Volosinov's critique of structuralist linguistics does not slide into irrationalism, as does the post-structuralist critique. Neither identity nor non-identity are absolutised: "The meaning of a word is determined entirely by its context ... [but] the word does not cease to be a single entity; it does not, so to speak, break into as many meanings as there are contexts for its usage."

The question "What is the time?" has a different meaning every time it is used. None the less, it plainly has something about it which is common to every usage of it.
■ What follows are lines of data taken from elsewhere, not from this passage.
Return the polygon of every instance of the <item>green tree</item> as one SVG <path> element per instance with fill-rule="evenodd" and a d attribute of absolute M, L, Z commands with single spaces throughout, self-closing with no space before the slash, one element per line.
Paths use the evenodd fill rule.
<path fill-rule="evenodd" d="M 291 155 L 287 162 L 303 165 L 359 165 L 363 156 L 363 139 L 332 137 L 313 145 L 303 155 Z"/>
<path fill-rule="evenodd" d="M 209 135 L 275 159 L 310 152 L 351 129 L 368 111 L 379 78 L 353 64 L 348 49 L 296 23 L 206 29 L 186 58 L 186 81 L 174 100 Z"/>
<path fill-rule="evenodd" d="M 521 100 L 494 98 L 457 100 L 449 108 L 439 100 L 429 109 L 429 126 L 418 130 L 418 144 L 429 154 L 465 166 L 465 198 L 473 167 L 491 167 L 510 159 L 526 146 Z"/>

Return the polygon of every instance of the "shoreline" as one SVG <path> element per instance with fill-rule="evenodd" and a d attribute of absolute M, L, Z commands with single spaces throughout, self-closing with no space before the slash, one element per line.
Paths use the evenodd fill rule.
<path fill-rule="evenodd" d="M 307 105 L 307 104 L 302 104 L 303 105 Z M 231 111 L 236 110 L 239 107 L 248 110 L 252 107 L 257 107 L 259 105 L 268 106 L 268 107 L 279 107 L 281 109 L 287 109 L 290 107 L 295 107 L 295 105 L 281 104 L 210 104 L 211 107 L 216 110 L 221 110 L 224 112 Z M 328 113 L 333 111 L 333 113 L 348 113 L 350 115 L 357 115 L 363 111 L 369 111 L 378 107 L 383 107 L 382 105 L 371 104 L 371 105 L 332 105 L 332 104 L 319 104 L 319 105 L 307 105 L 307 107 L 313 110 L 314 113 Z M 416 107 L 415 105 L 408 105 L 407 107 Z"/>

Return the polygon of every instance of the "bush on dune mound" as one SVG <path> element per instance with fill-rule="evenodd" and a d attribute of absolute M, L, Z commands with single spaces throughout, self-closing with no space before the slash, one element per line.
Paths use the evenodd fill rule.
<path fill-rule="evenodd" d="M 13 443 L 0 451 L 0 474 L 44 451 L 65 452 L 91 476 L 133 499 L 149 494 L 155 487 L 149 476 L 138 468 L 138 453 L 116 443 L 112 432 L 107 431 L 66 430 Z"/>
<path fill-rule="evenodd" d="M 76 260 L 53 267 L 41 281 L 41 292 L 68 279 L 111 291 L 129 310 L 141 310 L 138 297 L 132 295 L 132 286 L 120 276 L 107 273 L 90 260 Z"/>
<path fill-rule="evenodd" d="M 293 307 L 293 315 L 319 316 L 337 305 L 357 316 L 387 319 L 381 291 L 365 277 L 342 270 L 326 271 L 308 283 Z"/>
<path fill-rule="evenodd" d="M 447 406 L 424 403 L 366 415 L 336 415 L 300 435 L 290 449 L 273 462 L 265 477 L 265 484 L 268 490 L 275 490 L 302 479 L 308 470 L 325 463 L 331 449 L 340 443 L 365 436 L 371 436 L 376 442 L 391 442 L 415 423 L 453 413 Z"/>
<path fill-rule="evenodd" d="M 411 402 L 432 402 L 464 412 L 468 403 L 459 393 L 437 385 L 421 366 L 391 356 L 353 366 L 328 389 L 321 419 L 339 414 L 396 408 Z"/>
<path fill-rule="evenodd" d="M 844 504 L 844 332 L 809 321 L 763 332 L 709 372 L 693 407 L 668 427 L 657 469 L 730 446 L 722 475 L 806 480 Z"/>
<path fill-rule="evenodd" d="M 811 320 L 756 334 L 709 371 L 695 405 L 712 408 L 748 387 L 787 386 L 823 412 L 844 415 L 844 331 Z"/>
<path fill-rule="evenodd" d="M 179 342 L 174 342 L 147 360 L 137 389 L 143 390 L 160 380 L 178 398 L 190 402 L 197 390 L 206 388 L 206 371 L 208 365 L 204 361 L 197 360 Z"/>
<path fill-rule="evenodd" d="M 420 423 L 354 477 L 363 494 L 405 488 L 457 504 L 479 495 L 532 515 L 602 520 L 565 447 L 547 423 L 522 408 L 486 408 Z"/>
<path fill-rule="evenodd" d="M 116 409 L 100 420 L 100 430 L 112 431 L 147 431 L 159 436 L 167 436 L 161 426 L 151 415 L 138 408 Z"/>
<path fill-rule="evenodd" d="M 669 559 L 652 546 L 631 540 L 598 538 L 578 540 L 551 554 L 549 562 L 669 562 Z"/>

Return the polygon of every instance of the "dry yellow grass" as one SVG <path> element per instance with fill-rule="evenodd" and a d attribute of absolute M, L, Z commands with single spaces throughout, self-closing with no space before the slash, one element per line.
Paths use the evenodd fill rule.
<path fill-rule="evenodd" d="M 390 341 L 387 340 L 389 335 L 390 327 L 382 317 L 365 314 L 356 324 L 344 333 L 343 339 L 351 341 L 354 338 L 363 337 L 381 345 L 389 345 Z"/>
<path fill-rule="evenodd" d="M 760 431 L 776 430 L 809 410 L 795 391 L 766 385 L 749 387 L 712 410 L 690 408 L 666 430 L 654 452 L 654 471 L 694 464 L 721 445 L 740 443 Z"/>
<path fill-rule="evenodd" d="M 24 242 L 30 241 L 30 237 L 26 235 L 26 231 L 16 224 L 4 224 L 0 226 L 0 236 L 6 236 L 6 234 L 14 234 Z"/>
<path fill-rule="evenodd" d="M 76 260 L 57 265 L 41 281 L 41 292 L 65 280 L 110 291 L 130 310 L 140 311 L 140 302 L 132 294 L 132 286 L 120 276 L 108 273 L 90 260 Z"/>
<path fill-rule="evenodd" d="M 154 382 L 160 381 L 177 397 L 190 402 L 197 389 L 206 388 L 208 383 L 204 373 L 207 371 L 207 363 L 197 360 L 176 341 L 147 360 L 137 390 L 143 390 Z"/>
Volosinov's approach is through the introduction of a distinction between what he terms theme and what he terms meaning. The aspect of language which is different each time it is used is its theme, while meaning denotes the elements of language which are self-identical and unchanging in every instance. As he pointed out in his discussion of Saussure, meanings are therefore abstractions; they do not have any concrete, autonomous existence. But meaning still forms the apparatus through which a theme can be implemented.

These two aspects are inextricably linked. The co-existence and interaction of identity and non-identity, the abstract and the concrete, must be a part of any coherent theory of language.

Volosinov offers a sound way out of some of the most fundamental problems to have plagued linguistics and philosophy. As a consequence, his book still proves to be the most illuminating study of the philosophy of language available, more than half a century after its original publication.